17. De steller van het middel gaat mijns inziens uit van een verkeerde lezing van het arrest. Gelet op hetgeen hiervoor onder 15 is weergegeven heeft het hof niet aangenomen dat de koffers door het hotel zijn ingepakt en in de lobby zijn geplaatst. Het hof heeft de verklaring die de verdachte hierover heeft gegeven om te onderbouwen dat hij niet geweten heeft dat er cocaïne in zijn koffer zat en dat een ander of anderen deze cocaïne in zijn koffer hebben moet(en) doen, onaannemelijk geacht. Dat is niet onbegrijpelijk noch onvoldoende gemotiveerd.
18. Het hof heeft als algemene regel vooropgesteld dat een ieder verantwoordelijk is voor hetgeen hij in zijn bagage met zich voert, tenzij er feiten en omstandigheden aannemelijk worden gemaakt die dit anders maken. Het hof oordeelt vervolgens dat het de verklaring van de verdachte niet aannemelijk acht en dat de verdachte willens en wetens de cocaïne binnen het grondgebied van Nederland heeft gebracht. Dat oordeel geeft geen blijk van een onjuiste rechtsopvatting en is evenmin onbegrijpelijk. [6] De bewezenverklaring is dan ook toereikend gemotiveerd.
19. Het tweede middel faalt.
20. De middelen falen en kunnen worden afgedaan met de aan art. 81, eerste lid, RO ontleende motivering. Gronden waarop de Hoge Raad gebruik zou moeten maken van zijn bevoegdheid de bestreden uitspraak ambtshalve te vernietigen heb ik niet aangetroffen.
21. Deze conclusie strekt tot verwerping van het beroep.
De Procureur-Generaal
bij de Hoge Raad der Nederlanden
AG

Voetnoten

1.De appelschriftuur d.d. 9 maart 2012 houdt, anders dan de steller van het middel doet voorkomen, niet het verzoek tot het horen van de getuige [betrokkene 1] in.
2.Zie J. Wöretshofer, T&C Sv, 2013, aant. 4 bij art. 288 Sv.

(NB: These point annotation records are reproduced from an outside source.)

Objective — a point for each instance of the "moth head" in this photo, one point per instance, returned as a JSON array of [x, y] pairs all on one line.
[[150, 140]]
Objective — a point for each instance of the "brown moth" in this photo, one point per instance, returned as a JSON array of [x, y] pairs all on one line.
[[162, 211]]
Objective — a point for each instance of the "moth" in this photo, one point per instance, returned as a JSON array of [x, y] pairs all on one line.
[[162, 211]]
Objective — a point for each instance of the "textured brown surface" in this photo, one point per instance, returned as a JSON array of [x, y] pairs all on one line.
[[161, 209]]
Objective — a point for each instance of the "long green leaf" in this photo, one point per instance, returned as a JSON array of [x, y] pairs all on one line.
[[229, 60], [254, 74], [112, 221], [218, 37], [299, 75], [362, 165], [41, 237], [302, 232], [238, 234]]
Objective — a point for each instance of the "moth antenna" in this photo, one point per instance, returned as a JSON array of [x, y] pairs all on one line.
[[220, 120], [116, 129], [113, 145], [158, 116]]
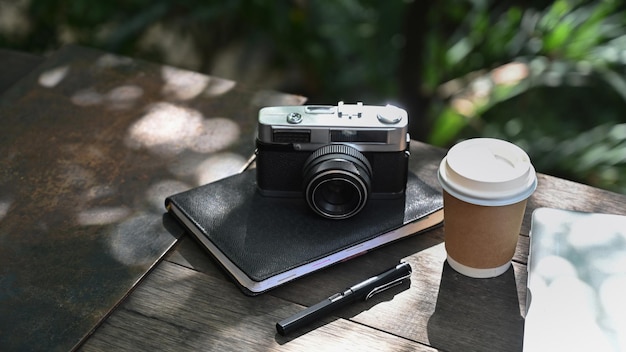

3.HR 1 juli 2014, ECLI:NL:HR:2014:1496, rov. 2.56. Zie voorts bv. HR 13 oktober 2009, ECLI:NL:HR:2009:BJ3241 en de conclusie voor HR 1 februari 2011, ECLI:NL:HR:2011:BO6486. Zie ook mr. C.P.J. Scheele, ‘Het beoordelen van getuigenverzoeken: een leidraad voor de praktijk’, in Strafblad, februari 2011.
4.Vgl. HR 12 juli 2011, ECLI:NL:HR:2011:BQ0553, HR 15 januari 2008, ECLI:NL:HR:2008:BB9862, HR 12 september 2006, ECLI:NL:HR:2006:AX8634 en HR 27 mei 2003, ECLI:NL:HR:2003:AF6591. Zie voorts de conclusies voor HR 19 november 2013, ECLI:NL:HR:2013:2392 en HR 1 januari 2011, ECLI:NL:HR:2011:BO6486. Beide zaken deed de Hoge Raad af met de aan art.81 RO ontleende motivering.
5.De voetnoten zijn niet mee overgenomen.
6.Vgl. HR 3 november 1998, ECLI:NL:HR:1998:AV1127.